Benchmarking Claude Opus 4.6's ability to detect real-world C/C++ vulnerabilities across four prompting and agent strategies. We evaluate on the PrimeVul paired test set (435 vulnerability/fix pairs from open-source projects), measuring precision, recall, and CVE-correctness to understand how structured reasoning, justification depth, and verification agents affect detection quality.
Requiring the model to produce increasingly rigorous justifications (execution traces, state proofs) improves pair-correct precision (P-C) from 13.6% to 20.3%, with rigorous precision nearly doubling from 8.7% to 15.8%. Adding a verification agent pushes P-C to 23.3% and CVE recall to 28.9%.
Each experiment uses Claude Opus 4.6 as the analyzer and runs 3 times for consistency. All experiments share the same three-phase pipeline but differ in the structured output the model must produce.
| # | Experiment | P-C | P-C Rigorous | P-C Flexible | CVE Recall | Vuln Findings | Benign Findings | Benign-Only Findings |
|---|---|---|---|---|---|---|---|---|
| 1 | No Justification | 13.6% | 8.7% | 13.6% | 27.6% | 63.4% | 52.4% | 27.4% |
| 2 | Limited Justification | 19.3% | 14.5% | 17.7% | 25.5% | 52.2% | 36.6% | 15.6% |
| 3 | Extensive Justification | 20.3% | 15.8% | 17.7% | 28.5% | 54.6% | 37.7% | 18.6% |
| 4 | Verification Agent | 23.3% | 16.2% | 18.5% | 28.9% | 57.2% | 43.2% | 24.7% |
All values are medians across 3 runs. Reference baseline: GPT-4 CoT = 12.94% P-C.

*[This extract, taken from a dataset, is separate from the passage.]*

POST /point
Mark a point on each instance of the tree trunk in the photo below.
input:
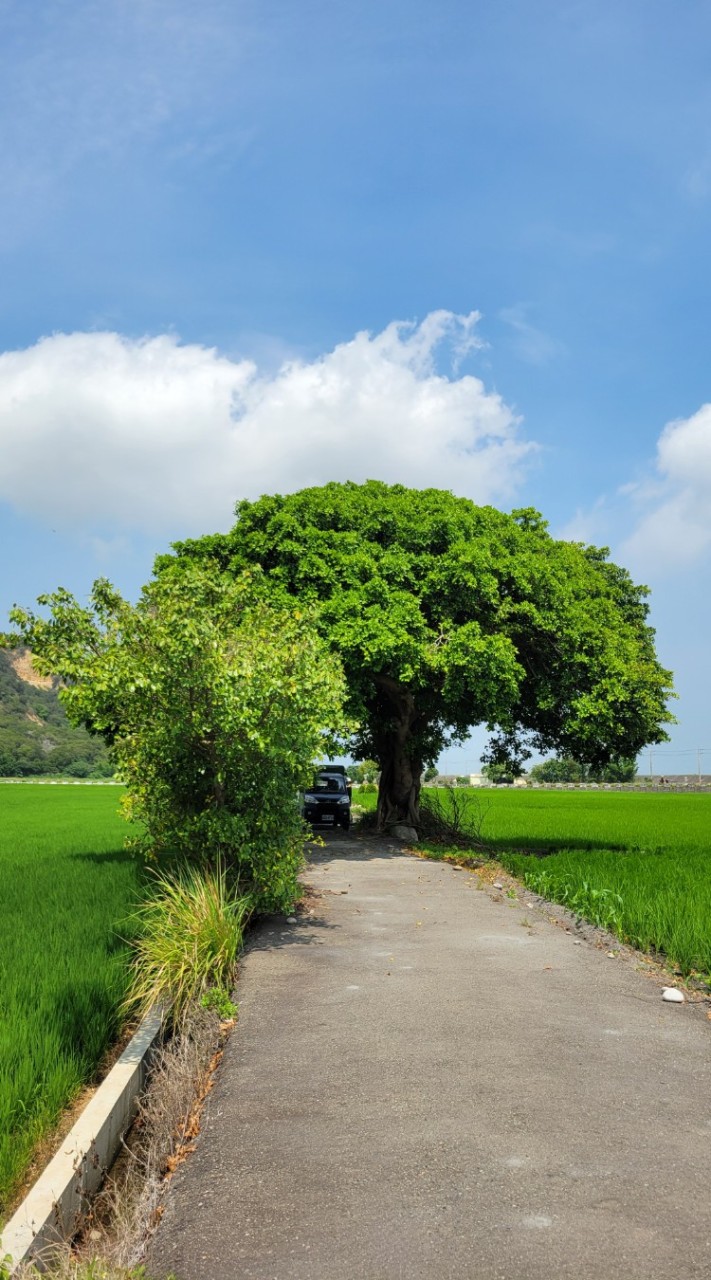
(399, 792)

Each experiment runs 3 times. "All 3" means the result held in every run; "Any" means it held in at least one. This captures how stable the results were across runs.
| # | Experiment | CVE Recall All 3 | CVE Recall Any | P-C Rigorous All 3 | P-C Rigorous Any | P-C Flexible All 3 | P-C Flexible Any |
|---|---|---|---|---|---|---|---|
| 1 | No Justification | 22.0% | 33.1% | 5.9% | 11.1% | 7.6% | 19.6% |
| 2 | Limited Justification | 21.7% | 30.0% | 12.5% | 17.5% | 14.2% | 22.2% |
| 3 | Extensive Justification | 23.6% | 33.3% | 11.6% | 20.1% | 12.8% | 24.3% |
| 4 | Verification Agent | 19.4% | 37.6% | 9.9% | 23.4% | 10.6% | 27.2% |
Simple vulnerability analysis. The model reports CWEs, code snippets, and descriptions with no structured reasoning required.
Requires a Justification with an UndesiredOperation (code + CWEs) and step_by_step_execution tracking variable state through ProgramSteps. The model must demonstrate a concrete execution path from function entry to the undesired operation.
Full proof of reachability. The model must provide:
- UndesiredOperation: description, code, CWEs, impact, and the variable states required to trigger it
- Justification: initial variable state at function entry, then a trace of
DataTransformationsteps (in_state -> out_state) andConditionalStepsteps (prove each branch is taken given current state)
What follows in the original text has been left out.